Re: Spark 3.0 with Hadoop 2.6 HDFS/Hive

2020-07-20 Thread DB Tsai
In Spark 3.0, if you use the `with-hadoop` Spark distribution that has
embedded Hadoop 3.2, you can set
`spark.yarn.populateHadoopClasspath=false` to not populate the
cluster's hadoop classpath. In this scenario, Spark will use hadoop
3.2 client to connect to hadoop 2.6 which should work fine. In fact,
we have production deployment using this way for a while.

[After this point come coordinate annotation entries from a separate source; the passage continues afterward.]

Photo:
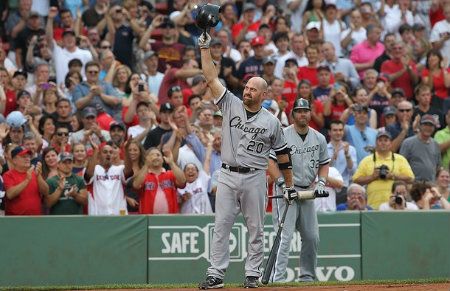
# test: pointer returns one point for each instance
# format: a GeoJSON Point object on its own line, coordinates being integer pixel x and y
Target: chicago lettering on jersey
{"type": "Point", "coordinates": [164, 184]}
{"type": "Point", "coordinates": [107, 177]}
{"type": "Point", "coordinates": [299, 150]}
{"type": "Point", "coordinates": [236, 123]}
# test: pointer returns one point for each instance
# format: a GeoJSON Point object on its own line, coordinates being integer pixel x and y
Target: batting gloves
{"type": "Point", "coordinates": [280, 182]}
{"type": "Point", "coordinates": [204, 40]}
{"type": "Point", "coordinates": [289, 194]}
{"type": "Point", "coordinates": [319, 190]}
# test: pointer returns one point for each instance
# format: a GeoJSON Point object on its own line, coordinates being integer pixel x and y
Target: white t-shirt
{"type": "Point", "coordinates": [297, 16]}
{"type": "Point", "coordinates": [154, 82]}
{"type": "Point", "coordinates": [234, 54]}
{"type": "Point", "coordinates": [439, 29]}
{"type": "Point", "coordinates": [332, 33]}
{"type": "Point", "coordinates": [108, 197]}
{"type": "Point", "coordinates": [135, 130]}
{"type": "Point", "coordinates": [393, 18]}
{"type": "Point", "coordinates": [62, 57]}
{"type": "Point", "coordinates": [186, 155]}
{"type": "Point", "coordinates": [329, 203]}
{"type": "Point", "coordinates": [358, 36]}
{"type": "Point", "coordinates": [199, 202]}
{"type": "Point", "coordinates": [409, 206]}
{"type": "Point", "coordinates": [302, 61]}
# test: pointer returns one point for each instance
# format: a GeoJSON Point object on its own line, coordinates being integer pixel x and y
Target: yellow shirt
{"type": "Point", "coordinates": [378, 191]}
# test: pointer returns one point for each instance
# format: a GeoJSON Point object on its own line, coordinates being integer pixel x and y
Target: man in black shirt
{"type": "Point", "coordinates": [154, 136]}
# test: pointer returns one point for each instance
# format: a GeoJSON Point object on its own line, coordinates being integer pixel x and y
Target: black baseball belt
{"type": "Point", "coordinates": [302, 187]}
{"type": "Point", "coordinates": [242, 170]}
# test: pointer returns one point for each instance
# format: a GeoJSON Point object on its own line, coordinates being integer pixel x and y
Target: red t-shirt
{"type": "Point", "coordinates": [67, 148]}
{"type": "Point", "coordinates": [133, 122]}
{"type": "Point", "coordinates": [104, 120]}
{"type": "Point", "coordinates": [28, 202]}
{"type": "Point", "coordinates": [290, 93]}
{"type": "Point", "coordinates": [436, 16]}
{"type": "Point", "coordinates": [438, 83]}
{"type": "Point", "coordinates": [318, 108]}
{"type": "Point", "coordinates": [404, 81]}
{"type": "Point", "coordinates": [337, 110]}
{"type": "Point", "coordinates": [236, 28]}
{"type": "Point", "coordinates": [147, 195]}
{"type": "Point", "coordinates": [308, 73]}
{"type": "Point", "coordinates": [168, 81]}
{"type": "Point", "coordinates": [11, 104]}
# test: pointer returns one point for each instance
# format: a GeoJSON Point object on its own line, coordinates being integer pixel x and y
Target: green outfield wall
{"type": "Point", "coordinates": [44, 251]}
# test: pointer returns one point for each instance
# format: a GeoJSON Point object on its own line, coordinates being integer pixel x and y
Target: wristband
{"type": "Point", "coordinates": [322, 180]}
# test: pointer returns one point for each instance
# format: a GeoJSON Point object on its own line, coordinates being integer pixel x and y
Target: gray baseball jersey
{"type": "Point", "coordinates": [306, 155]}
{"type": "Point", "coordinates": [247, 142]}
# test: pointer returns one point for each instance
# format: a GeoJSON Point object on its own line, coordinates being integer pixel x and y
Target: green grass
{"type": "Point", "coordinates": [180, 286]}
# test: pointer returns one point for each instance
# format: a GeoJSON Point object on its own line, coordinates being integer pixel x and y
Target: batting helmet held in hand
{"type": "Point", "coordinates": [16, 119]}
{"type": "Point", "coordinates": [301, 104]}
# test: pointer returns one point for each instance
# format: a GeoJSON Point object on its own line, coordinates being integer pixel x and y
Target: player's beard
{"type": "Point", "coordinates": [249, 102]}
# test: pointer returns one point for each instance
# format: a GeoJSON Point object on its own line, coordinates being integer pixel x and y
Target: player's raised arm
{"type": "Point", "coordinates": [208, 67]}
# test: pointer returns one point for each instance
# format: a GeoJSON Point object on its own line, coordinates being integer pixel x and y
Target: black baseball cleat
{"type": "Point", "coordinates": [251, 282]}
{"type": "Point", "coordinates": [211, 283]}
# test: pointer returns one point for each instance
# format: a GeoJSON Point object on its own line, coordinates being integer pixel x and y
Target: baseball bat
{"type": "Point", "coordinates": [273, 252]}
{"type": "Point", "coordinates": [303, 195]}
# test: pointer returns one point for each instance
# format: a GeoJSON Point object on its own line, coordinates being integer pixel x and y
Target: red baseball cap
{"type": "Point", "coordinates": [259, 40]}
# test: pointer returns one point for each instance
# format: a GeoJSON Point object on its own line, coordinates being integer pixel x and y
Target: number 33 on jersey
{"type": "Point", "coordinates": [255, 137]}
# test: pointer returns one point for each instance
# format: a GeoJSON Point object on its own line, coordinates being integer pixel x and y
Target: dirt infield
{"type": "Point", "coordinates": [386, 287]}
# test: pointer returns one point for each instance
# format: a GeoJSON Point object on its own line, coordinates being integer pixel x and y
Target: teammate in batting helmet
{"type": "Point", "coordinates": [301, 103]}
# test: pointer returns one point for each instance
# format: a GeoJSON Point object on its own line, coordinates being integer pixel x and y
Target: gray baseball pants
{"type": "Point", "coordinates": [301, 216]}
{"type": "Point", "coordinates": [246, 193]}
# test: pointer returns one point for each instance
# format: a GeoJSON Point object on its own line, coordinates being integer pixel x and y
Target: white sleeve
{"type": "Point", "coordinates": [434, 36]}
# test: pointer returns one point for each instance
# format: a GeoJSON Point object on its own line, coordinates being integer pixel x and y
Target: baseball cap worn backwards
{"type": "Point", "coordinates": [301, 103]}
{"type": "Point", "coordinates": [20, 151]}
{"type": "Point", "coordinates": [428, 119]}
{"type": "Point", "coordinates": [65, 156]}
{"type": "Point", "coordinates": [166, 107]}
{"type": "Point", "coordinates": [89, 112]}
{"type": "Point", "coordinates": [384, 133]}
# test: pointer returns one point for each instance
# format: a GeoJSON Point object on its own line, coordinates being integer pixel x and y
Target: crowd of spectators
{"type": "Point", "coordinates": [105, 111]}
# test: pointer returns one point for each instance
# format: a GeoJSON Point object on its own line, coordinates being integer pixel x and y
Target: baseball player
{"type": "Point", "coordinates": [310, 159]}
{"type": "Point", "coordinates": [249, 133]}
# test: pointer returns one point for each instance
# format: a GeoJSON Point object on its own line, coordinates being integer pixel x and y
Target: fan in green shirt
{"type": "Point", "coordinates": [67, 191]}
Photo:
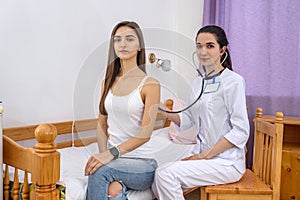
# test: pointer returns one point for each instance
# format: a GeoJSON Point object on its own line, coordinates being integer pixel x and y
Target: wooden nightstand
{"type": "Point", "coordinates": [290, 167]}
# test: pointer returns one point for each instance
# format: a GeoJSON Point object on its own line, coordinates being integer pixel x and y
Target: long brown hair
{"type": "Point", "coordinates": [114, 65]}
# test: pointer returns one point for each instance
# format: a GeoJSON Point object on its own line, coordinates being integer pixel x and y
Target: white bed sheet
{"type": "Point", "coordinates": [73, 162]}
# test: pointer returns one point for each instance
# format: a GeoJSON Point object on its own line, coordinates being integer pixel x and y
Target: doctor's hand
{"type": "Point", "coordinates": [96, 161]}
{"type": "Point", "coordinates": [199, 156]}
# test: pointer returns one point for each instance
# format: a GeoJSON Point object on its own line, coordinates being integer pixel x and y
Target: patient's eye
{"type": "Point", "coordinates": [130, 38]}
{"type": "Point", "coordinates": [117, 39]}
{"type": "Point", "coordinates": [198, 46]}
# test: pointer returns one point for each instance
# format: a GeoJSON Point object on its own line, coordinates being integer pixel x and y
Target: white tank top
{"type": "Point", "coordinates": [125, 118]}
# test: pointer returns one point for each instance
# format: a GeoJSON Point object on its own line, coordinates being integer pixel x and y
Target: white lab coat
{"type": "Point", "coordinates": [220, 112]}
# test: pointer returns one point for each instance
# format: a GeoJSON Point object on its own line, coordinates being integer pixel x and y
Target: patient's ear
{"type": "Point", "coordinates": [223, 49]}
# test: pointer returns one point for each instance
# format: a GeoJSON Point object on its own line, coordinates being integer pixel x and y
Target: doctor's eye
{"type": "Point", "coordinates": [210, 46]}
{"type": "Point", "coordinates": [198, 46]}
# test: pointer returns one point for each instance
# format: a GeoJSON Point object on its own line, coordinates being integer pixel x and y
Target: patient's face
{"type": "Point", "coordinates": [126, 43]}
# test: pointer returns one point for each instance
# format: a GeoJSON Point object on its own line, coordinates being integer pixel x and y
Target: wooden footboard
{"type": "Point", "coordinates": [42, 162]}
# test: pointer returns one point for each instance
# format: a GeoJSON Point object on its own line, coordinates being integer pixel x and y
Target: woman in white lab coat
{"type": "Point", "coordinates": [221, 120]}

On Sun, Jul 19, 2020 at 8:10 PM Ashika Umanga  wrote:
>
> Greetings,
>
> Hadoop 2.6 has been removed according to this ticket 
> https://issues.apache.org/jira/browse/SPARK-25016
>
> We run our Spark cluster on K8s in standalone mode.
> We access HDFS/Hive running on a Hadoop 2.6 cluster.
> We've been using Spark 2.4.5 and planning on upgrading to Spark 3.0.0
> However, we dont have any control over the Hadoop cluster and it will remain 
> in 2.6
>
> Is Spark 3.0 still compatible with HDFS/Hive running on Hadoop 2.6 ?
>
> Best Regards,



-- 
Sincerely,

DB Tsai
--
Web: https://www.dbtsai.com
PGP Key ID: 42E5B25A8F7A82C1

-
To unsubscribe e-mail: user-unsubscr...@spark.apache.org



Re: Spark 3.0 with Hadoop 2.6 HDFS/Hive

2020-07-19 Thread DB Tsai
If it's standalone mode, it's even easier. You should be able to
connect to hadoop 2.6 hdfs using 3.2 client. In your k8s cluster, just
don't put hadoop 2.6 into your classpath.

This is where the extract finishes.